Living and working in La Chureca brings health hazards to churequeros. Often, families need to scavenge food from the waste as they lack the means necessary to purchase food. The food that is scavenged is mostly from restaurants dumping meat, dairy products, vegetable, and fruits. The consumption of this rotting food frequently leads to intestinal and digestive problems for Churequeros. Because there used to be a slaughterhouse across the lagoon which merges with La Chureca, remains of farm animals pollute the land, water, and air in and surrounding La Chureca. In addition, much of the garbage from La Chureca often spills over into Lake Managua, affecting its natural resources. Fish from Lake Managua are an important part of the diet of the population living in poverty at lakeshore yet, there have been high levels of mercury found in native fish species in Lake Managua.

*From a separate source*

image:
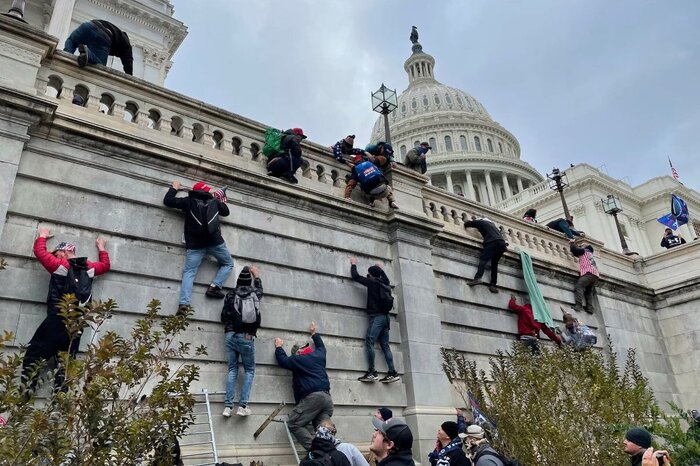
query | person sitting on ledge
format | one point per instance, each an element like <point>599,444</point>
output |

==Planned demolition and status==
There are a number of international organizations and NGOs that have been working in La Chureca for a number of years. Many of these organizations have succeeded in building community centers, community libraries, and schools. Some of these NGOs include: ProNica-Quakers in Solidarity with Nicaraguans, Iglesia De Avivamiento Pentecostal (I.D.A.P), Los Quinchos, Project Chacocente, Colegio Cristiano La Esperanza, Mision Cristiana Corazones Abierto, Austin Samaritans and Manna Project International (MPI) work with a local NGO FUNJOFUDESS and sponsor the only health clinic in La Chureca: Casa Base de Salud, Children's Smile and Hope Association, NICA, Catholic Youth Advocates, Inc. and HOPE. In August 2007, radical change got underway in La Chureca due to a visit by María Teresa Fernández de la Vega, the Vice President of Spain’s government, during an official visit to Nicaragua. A few months after the Vice President's visit, the AECID (the Spanish Agency of International Development Collaborations), revealed a 30 million Euro integral development project for La Chureca. This is a three part project which includes: firstly, closing down the existing dumpster; secondly, creating a new alternative recycling industry for the waste; and thirdly, housing and social integration alternatives for those living or working in or around La Chureca. The idea of the project is to bring dignity to people. This project is seen as a threat to many of the people working in La Chureca because many of them are scared of being left without any means of livelihood.